On the other side of the ditch, behind the bush, by the clear fires, the seamen of the frigate had encamped on the hospitable invitation of Almayer. Almayer, roused out of his apathy by the prayers and importunity of Nina, had managed to get down in time to the jetty so as to receive the officers at their landing. The lieutenant in command accepted his invitation to his house with the remark that in any case their business was with Almayer—and perhaps not very pleasant, he added. Almayer hardly heard him. He shook hands with them absently and led the way towards the house. He was scarcely conscious of the polite words of welcome he greeted the strangers with, and afterwards repeated several times over again in his efforts to appear at ease. The agitation of their host did not escape the officer’s eyes, and the chief confided to his subordinate, in a low voice, his doubts as to Almayer’s sobriety. The young sub-lieutenant laughed and expressed in a whisper the hope that the white man was not intoxicated enough to neglect the offer of some refreshments. “He does not seem very dangerous,” he added, as they followed Almayer up the steps of the verandah.
“No, he seems more of a fool than a knave; I have heard of him,” returned the senior.
They sat around the table. Almayer with shaking hands made gin cocktails, offered them all round, and drank himself, with every gulp feeling stronger, steadier, and better able to face all the difficulties of his position. Ignorant of the fate of the brig he did not suspect the real object of the officer’s visit. He had a general notion that something must have leaked out about the gunpowder trade, but apprehended nothing beyond some temporary inconveniences. After emptying his glass he began to chat easily, lying back in his chair with one of his legs thrown negligently over the arm. The lieutenant astride on his chair, a glowing cheroot in the corner of his mouth, listened with a sly smile from behind the thick volumes of smoke that escaped from his compressed lips.

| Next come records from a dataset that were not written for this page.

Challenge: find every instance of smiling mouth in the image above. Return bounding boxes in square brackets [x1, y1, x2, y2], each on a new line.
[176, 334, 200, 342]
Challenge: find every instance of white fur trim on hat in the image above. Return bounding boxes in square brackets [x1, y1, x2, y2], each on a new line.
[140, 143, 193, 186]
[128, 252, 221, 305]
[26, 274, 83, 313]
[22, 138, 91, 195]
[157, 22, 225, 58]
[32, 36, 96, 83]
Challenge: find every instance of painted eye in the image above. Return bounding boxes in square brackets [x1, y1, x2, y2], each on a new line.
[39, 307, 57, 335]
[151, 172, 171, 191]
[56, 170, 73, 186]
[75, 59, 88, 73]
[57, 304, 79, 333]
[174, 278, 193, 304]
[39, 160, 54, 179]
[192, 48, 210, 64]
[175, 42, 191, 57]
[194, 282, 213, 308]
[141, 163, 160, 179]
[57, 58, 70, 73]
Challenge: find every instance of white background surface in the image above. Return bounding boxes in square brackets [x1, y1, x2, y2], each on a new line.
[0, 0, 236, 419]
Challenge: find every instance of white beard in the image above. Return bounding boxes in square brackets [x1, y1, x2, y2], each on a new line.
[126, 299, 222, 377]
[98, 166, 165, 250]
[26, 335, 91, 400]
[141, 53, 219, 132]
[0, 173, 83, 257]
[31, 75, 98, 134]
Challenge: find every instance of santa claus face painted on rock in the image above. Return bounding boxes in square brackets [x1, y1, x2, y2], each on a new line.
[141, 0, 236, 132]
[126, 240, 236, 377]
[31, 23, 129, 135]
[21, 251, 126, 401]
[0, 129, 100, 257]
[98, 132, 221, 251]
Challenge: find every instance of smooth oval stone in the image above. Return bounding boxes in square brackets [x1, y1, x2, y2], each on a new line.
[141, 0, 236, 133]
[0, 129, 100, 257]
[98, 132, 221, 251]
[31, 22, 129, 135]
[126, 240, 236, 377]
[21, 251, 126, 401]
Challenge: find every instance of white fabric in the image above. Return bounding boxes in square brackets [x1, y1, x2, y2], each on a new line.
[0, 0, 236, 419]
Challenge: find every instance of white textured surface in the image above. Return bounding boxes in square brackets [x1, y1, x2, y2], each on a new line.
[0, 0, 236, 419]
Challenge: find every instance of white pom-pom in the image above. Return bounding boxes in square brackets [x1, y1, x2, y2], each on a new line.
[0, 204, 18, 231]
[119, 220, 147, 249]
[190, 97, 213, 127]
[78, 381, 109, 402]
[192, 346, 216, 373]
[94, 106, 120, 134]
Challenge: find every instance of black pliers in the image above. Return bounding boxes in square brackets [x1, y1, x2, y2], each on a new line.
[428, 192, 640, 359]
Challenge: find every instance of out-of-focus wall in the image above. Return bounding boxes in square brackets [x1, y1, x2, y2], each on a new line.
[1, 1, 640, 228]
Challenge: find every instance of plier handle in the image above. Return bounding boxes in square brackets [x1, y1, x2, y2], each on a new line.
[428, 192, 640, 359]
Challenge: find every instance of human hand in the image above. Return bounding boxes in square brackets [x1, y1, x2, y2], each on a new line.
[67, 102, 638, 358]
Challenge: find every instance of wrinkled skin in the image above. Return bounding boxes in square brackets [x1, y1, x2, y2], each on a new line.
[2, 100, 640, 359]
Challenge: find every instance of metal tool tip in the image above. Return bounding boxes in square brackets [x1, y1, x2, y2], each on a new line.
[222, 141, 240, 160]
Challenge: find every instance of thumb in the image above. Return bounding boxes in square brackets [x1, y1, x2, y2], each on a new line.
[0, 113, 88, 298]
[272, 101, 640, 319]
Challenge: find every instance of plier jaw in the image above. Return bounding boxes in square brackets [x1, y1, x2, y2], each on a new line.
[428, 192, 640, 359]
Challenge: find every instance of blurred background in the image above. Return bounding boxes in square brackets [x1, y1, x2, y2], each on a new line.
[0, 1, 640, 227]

The young sub-lieutenant, leaning with both elbows on the table, his head between his hands, looked on sleepily in the torpor induced by fatigue and the gin. Almayer talked on—
“It is a great pleasure to see white faces here. I have lived here many years in great solitude. The Malays, you understand, are not company for a white man; moreover they are not friendly; they do not understand our ways. Great rascals they are. I believe I am the only white man on the east coast that is a settled resident. We get visitors from Macassar or Singapore sometimes—traders, agents, or explorers, but they are rare. There was a scientific explorer here a year or more ago. He lived in my house: drank from morning to night. He lived joyously for a few months, and when the liquor he brought with him was gone he returned to Batavia with a report on the mineral wealth of the interior. Ha, ha, ha! Good, is it not?”
He ceased abruptly and looked at his guests with a meaningless stare. While they laughed he was reciting to himself the old story: “Dain dead, all my plans destroyed.